NEW YORK (TheStreet) -- China's interest rate is one of the most visible pieces of a financial system that's largely opaque compared with those of Western economies, so it offers a valuable tool for investors trying to gauge market health.
During the last week in August, the People's Bank of China drew the attention of traders worldwide by cutting the benchmark lending rate 0.25 percentage points to 4.6%. The aim was to stimulate an economy whose slowdown was roiling markets around the globe. The reduction was the fifth since November 2014, according to Investopedia.
"The Chinese government wanted to send a signal to the market that it was able and willing to do whatever to maintain economic growth," said Tailan Chi, an international business professor at the University of Kansas. The ruling Communist Party has typically been secretive in disclosing financial moves, which heightens anxiety in global markets about the state of the world's second-largest economy.
Following are the answers to frequently asked questions about how interest rates affect China's economy and its relationship to other global markets:
1. -- Why is China cutting interest rates? China is trying to stimulate its economy as growth shrinks to 7%, the slowest pace in nearly 25 years.
"Their overall growth rate is slowing faster than they want," said Dave Denoon, director of the Center on U.S.-China Relations at New York University.
Signals of economic weakness in China in 2015 have included deflation; volatility on the Shanghai Composite Index, a benchmark gauge that fell as much as 8.5% in late August; a survey showing China's manufacturing industry declined at the fastest rate in six years; a surprise devaluation of the Chinese yuan by nearly 2%; declining oil demand; falling car sales and reduced exports.

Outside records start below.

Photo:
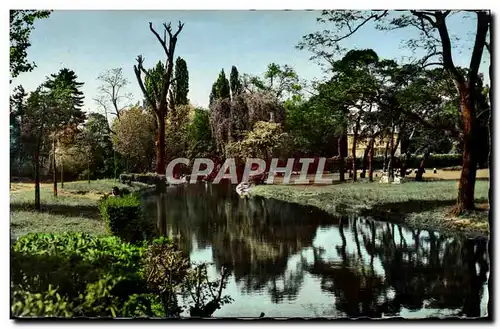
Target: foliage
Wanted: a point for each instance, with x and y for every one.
(21, 25)
(147, 178)
(165, 268)
(235, 82)
(122, 216)
(46, 304)
(95, 142)
(230, 120)
(264, 141)
(201, 143)
(206, 296)
(181, 82)
(75, 274)
(110, 91)
(134, 137)
(176, 131)
(220, 89)
(280, 81)
(311, 125)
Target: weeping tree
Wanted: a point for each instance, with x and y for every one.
(235, 82)
(180, 85)
(158, 100)
(230, 120)
(435, 43)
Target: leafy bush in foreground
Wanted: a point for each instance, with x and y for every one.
(79, 275)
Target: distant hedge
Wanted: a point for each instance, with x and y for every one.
(433, 161)
(148, 178)
(123, 216)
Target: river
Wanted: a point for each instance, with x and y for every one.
(288, 260)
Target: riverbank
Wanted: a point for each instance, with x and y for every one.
(423, 205)
(75, 209)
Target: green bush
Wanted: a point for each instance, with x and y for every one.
(74, 274)
(122, 216)
(148, 178)
(79, 275)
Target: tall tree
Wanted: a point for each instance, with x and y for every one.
(434, 39)
(181, 82)
(17, 108)
(111, 92)
(222, 88)
(281, 81)
(98, 145)
(235, 82)
(213, 94)
(21, 25)
(158, 101)
(110, 97)
(64, 87)
(134, 135)
(47, 111)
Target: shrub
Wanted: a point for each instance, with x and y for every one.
(79, 275)
(46, 304)
(74, 274)
(148, 178)
(122, 216)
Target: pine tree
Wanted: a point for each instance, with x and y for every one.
(181, 82)
(236, 86)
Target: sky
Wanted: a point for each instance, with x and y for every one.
(91, 42)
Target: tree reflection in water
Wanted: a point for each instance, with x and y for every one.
(377, 268)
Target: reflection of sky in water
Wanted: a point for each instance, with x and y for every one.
(316, 291)
(311, 301)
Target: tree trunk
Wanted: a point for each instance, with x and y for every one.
(354, 142)
(62, 173)
(394, 147)
(160, 146)
(341, 160)
(365, 161)
(404, 164)
(467, 182)
(115, 164)
(370, 159)
(421, 167)
(54, 168)
(385, 155)
(88, 170)
(36, 158)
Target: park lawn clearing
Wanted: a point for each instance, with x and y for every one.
(422, 205)
(75, 209)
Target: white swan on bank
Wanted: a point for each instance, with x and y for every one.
(243, 188)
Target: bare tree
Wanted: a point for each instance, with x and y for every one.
(111, 92)
(158, 100)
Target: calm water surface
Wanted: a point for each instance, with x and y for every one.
(288, 260)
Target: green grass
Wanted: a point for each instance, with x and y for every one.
(75, 209)
(422, 204)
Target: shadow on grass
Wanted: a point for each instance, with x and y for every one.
(87, 211)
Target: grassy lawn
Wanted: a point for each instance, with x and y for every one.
(73, 210)
(418, 204)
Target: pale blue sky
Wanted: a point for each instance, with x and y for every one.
(89, 42)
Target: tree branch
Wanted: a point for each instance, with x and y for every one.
(483, 21)
(137, 69)
(446, 45)
(162, 42)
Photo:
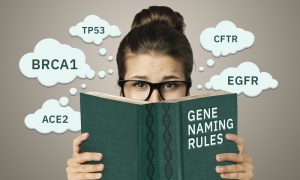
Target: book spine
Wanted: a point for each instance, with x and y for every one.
(168, 154)
(180, 146)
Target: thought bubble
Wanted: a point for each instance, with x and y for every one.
(226, 39)
(93, 29)
(210, 63)
(52, 117)
(73, 91)
(102, 51)
(199, 86)
(246, 78)
(110, 71)
(52, 62)
(201, 69)
(110, 58)
(101, 74)
(83, 86)
(63, 101)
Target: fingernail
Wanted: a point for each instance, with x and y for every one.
(219, 157)
(99, 156)
(100, 167)
(98, 175)
(219, 169)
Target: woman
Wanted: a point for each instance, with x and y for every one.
(155, 62)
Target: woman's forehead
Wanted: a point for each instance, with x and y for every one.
(153, 67)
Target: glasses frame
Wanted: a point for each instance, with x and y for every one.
(153, 86)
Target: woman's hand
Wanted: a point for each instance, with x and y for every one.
(76, 170)
(244, 167)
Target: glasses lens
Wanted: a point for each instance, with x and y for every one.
(172, 90)
(138, 90)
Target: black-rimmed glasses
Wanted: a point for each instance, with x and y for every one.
(142, 90)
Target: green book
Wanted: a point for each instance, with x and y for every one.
(167, 140)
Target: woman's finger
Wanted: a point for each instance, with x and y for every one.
(77, 141)
(238, 158)
(234, 168)
(87, 168)
(238, 175)
(89, 176)
(238, 140)
(84, 157)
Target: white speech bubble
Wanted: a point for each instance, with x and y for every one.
(93, 29)
(102, 74)
(226, 39)
(102, 51)
(246, 78)
(73, 91)
(52, 62)
(52, 117)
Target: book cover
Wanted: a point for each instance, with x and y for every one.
(167, 140)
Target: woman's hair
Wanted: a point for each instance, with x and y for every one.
(157, 30)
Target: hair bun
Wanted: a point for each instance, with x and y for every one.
(161, 14)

2. -- Will China lower interest rates further? The Chinese government doesn't appear to have any issues with cutting rates to stimulate lending and growth. The Federal Reserve took similar actions in the financial crisis of 2008, cutting interest rates to nearly zero.
"China will continue to lower rates if they think their economy needs more stimulus," Denoon said. In an extra effort to boost the markets, China also cut its benchmark deposit rate by 0.25 percentage points, to 1.75%, and lowered the reserve ratio requirement for banks by 0.5 percentage points. Both actions boost liquidity by increasing the amount banks are able to lend.
3. -- Why doesn't China want the U.S. to raise interest rates? The U.S. is the world's largest economy, and when it raises interest rates, investment returns relative to China will go up.
"People who currently keep their money in China will see greater returns by moving their money to the U.S.," Chi said. "That would cause potentially large capital outflow. A slight change in interest rates can cause people to take money elsewhere, such as the United States."
Another reason China doesn't want the U.S. to raise interest rates is that it may curb consumer and corporate spending, particularly on imports from China. "If we raise U.S. interest rates and slow our economic growth, that could slow Chinese exports," Denoon said.
4. -- What interest rate do we pay China?
Currently, the average interest rate the U.S. pays on marketable outstanding debt is 2.02%, according to the U.S. Department of Treasury. The national debt is $18.2 trillion, and China holds about $1.27 trillion (or about 7%) in bills, notes, and bonds, as of June 2015, according to the Treasury.